A blood clot forms immediately after the wound is formed. This is a kind of plug that closes the injured blood vessel and prevents further blood loss. In the case of superficial wounds, the cleaning phase takes about one day, and around four days for larger wounds. Here, so-called scavenger cells (phagocytes) migrate into the wound via blood vessels where they absorb and eliminate damaged cells and pathogens. This results in a natural cleaning of the wound.
Between the third and seventh day after the injury, the body forms so-called replacement tissue (granulation tissue) to gradually close the wound. This creates new connective tissue and replaces damaged blood vessels.
The duration of the epithelialisation phase depends on the size of the wound. Surface cells multiply and completely close the affected area. This is different with a deep wound that extends into the underlying dermis; in such a case, the body may need several months to regenerate such an area. Here, light-coloured scar tissue remains, which contains neither sebaceous nor sweat glands.

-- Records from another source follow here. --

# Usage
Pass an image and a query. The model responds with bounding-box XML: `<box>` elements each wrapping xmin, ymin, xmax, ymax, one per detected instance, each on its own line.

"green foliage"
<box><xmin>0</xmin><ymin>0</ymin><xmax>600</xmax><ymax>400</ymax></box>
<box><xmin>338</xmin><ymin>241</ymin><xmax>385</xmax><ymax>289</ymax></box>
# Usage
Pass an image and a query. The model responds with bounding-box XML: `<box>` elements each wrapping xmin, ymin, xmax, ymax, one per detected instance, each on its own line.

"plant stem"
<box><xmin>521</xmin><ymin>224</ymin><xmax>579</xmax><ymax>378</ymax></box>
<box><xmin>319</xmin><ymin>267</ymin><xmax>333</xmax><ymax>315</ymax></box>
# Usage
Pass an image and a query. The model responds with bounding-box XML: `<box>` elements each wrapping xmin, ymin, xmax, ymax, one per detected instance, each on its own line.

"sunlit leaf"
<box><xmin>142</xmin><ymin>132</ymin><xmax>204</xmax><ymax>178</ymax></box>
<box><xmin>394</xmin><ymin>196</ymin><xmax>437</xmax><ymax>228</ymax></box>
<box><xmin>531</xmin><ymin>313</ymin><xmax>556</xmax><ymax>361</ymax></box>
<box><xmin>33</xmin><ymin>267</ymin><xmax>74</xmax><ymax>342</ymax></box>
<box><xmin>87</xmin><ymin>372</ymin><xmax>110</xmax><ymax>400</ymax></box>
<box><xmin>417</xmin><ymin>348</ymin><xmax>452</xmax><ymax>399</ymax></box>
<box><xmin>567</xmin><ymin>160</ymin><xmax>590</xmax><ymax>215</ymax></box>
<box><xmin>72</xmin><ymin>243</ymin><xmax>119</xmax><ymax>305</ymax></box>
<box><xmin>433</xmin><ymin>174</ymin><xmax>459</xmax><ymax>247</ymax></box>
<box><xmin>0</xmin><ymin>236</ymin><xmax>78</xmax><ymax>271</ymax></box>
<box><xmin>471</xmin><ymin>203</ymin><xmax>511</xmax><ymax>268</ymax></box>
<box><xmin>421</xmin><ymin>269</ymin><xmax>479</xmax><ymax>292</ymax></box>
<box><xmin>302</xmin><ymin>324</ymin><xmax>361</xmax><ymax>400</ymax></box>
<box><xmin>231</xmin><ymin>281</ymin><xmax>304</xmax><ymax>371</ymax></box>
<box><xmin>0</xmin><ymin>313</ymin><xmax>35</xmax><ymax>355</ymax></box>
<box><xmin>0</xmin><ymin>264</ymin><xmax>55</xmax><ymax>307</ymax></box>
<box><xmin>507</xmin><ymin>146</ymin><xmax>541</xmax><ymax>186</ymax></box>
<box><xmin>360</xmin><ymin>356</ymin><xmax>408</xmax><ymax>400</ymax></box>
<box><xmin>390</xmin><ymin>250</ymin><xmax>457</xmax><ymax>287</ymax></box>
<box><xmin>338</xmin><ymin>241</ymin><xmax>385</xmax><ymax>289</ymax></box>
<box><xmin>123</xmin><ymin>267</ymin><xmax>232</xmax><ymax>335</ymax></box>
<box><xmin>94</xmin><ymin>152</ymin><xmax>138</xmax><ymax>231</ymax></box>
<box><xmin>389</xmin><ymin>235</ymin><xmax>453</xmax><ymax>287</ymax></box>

During the regeneration phase, the wound is completely closed. The newly created skin/scar is, however, still sensitive to environmental stimuli and requires special care to provide it with moisture and regenerative substances.
Optimal wound healing requires absence of penetrating pathogens and “tranquil” healing conditions. A moist environment is also essential if the wound is to heal quickly without scarring, as cells responsible for closing the wound multiply and move particularly quickly under moist conditions.